Go Daddy Secure Certificate Authority - G2 TLS Certificate

Yes. Go Daddy Secure Certificate Authority - G2 is a publicly trusted intermediate CA operated by GoDaddy.com, LLC and chained to Go Daddy Root Certificate Authority - G2. It is recognized by all mainstream browsers and operating system trust stores. The certificate itself is not a phishing indicator — the same intermediate signs millions of legitimate sites.

GoDaddy.com, LLC issues RSA domain-validated certificates automatically and at no cost (or very low cost), which is the exact workflow scammers need to put HTTPS on a throwaway domain. Domain validation only proves that the requester controls the domain name, not that the site behind it is trustworthy. phishunt lists the specific domains currently flagged below — those are the suspicious ones, not Go Daddy Secure Certificate Authority - G2 itself.

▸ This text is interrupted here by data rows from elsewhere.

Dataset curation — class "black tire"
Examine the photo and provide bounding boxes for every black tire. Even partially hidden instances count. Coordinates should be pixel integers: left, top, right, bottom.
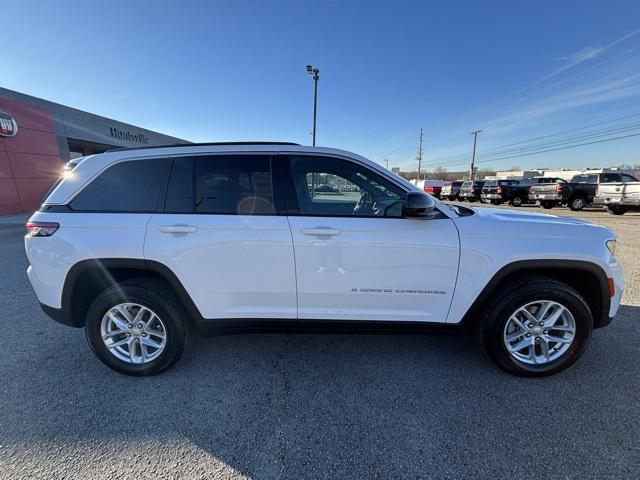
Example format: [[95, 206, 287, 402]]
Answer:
[[85, 278, 188, 376], [569, 195, 587, 212], [607, 205, 628, 215], [509, 195, 524, 207], [477, 275, 593, 377]]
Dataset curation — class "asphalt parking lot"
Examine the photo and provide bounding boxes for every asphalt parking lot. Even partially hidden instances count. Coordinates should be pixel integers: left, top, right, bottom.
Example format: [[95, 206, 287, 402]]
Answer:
[[0, 207, 640, 479]]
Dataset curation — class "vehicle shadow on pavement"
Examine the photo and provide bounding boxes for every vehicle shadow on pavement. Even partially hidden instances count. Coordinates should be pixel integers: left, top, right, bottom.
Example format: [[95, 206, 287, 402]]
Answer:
[[0, 306, 640, 478]]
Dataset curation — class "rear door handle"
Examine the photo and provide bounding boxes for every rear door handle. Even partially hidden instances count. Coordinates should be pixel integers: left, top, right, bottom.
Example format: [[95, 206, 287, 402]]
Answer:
[[158, 225, 198, 233], [302, 227, 342, 235]]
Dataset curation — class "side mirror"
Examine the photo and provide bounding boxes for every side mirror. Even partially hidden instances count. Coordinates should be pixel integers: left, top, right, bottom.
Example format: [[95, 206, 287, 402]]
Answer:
[[402, 192, 436, 217]]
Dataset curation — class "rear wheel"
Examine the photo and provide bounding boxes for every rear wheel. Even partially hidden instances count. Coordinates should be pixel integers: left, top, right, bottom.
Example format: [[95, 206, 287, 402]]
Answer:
[[569, 195, 587, 212], [85, 278, 187, 376], [480, 276, 593, 377], [607, 205, 628, 215]]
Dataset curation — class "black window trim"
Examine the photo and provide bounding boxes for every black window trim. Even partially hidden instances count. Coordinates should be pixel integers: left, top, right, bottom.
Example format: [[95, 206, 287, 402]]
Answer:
[[157, 151, 287, 217], [65, 155, 172, 215], [278, 152, 449, 220]]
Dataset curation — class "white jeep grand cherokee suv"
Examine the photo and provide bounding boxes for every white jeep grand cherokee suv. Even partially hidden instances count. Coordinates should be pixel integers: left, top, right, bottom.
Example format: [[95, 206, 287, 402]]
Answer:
[[25, 143, 622, 376]]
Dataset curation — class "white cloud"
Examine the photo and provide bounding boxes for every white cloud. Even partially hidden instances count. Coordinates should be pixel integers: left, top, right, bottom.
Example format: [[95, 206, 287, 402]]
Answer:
[[560, 47, 604, 63]]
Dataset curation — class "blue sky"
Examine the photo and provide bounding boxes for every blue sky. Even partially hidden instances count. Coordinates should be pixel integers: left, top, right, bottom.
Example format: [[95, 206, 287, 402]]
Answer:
[[0, 0, 640, 170]]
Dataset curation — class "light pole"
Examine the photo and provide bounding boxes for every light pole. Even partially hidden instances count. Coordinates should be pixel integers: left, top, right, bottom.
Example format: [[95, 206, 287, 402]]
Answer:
[[307, 65, 320, 147], [469, 130, 482, 181]]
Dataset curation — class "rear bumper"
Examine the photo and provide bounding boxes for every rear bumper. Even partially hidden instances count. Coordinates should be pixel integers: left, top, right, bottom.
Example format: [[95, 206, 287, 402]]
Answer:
[[39, 302, 83, 328]]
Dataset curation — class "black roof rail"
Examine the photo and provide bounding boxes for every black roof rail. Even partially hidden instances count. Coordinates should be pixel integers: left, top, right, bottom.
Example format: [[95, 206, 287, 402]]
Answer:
[[105, 142, 300, 153]]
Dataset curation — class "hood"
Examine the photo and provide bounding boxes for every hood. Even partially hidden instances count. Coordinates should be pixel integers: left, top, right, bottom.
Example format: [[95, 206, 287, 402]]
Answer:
[[454, 207, 615, 239], [473, 207, 593, 225]]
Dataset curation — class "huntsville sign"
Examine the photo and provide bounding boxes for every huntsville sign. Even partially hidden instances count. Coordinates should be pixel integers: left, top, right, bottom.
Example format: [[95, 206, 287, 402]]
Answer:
[[109, 127, 149, 144]]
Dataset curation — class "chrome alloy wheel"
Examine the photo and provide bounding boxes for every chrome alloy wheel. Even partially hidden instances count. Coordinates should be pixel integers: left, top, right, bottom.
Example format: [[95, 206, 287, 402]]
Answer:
[[100, 303, 167, 364], [503, 300, 576, 365]]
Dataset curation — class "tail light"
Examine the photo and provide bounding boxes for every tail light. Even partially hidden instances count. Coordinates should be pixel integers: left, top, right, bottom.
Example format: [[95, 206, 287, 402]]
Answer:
[[25, 222, 60, 237]]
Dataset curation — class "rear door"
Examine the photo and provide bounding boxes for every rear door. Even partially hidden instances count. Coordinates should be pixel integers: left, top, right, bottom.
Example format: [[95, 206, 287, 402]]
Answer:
[[144, 154, 296, 319], [286, 155, 459, 322]]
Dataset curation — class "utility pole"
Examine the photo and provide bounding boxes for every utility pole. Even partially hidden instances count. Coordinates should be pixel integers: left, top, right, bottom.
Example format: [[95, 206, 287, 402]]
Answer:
[[418, 129, 423, 181], [469, 130, 482, 181], [307, 65, 320, 147]]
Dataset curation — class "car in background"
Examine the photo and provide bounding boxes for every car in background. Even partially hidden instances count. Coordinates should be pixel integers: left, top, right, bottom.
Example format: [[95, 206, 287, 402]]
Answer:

In a desktop browser, click the padlock in the address bar and open the certificate viewer. Confirm the issuer chain ends at Go Daddy Root Certificate Authority - G2, that the subject matches the domain you expect, and that the notAfter date has not passed. A valid Go Daddy Secure Certificate Authority - G2 certificate only proves TLS was negotiated correctly — always verify the domain name itself belongs to the service you intended to visit.

Go Daddy Secure Certificate Authority - G2 and its siblings (Starfield Secure Certificate Authority - G2) share the same operator (GoDaddy.com, LLC) and roll up to the same root (Go Daddy Root Certificate Authority - G2). CAs rotate multiple intermediates so that if one key ever has to be revoked, the damage is contained. As a user, you can treat all of them as the same trust anchor.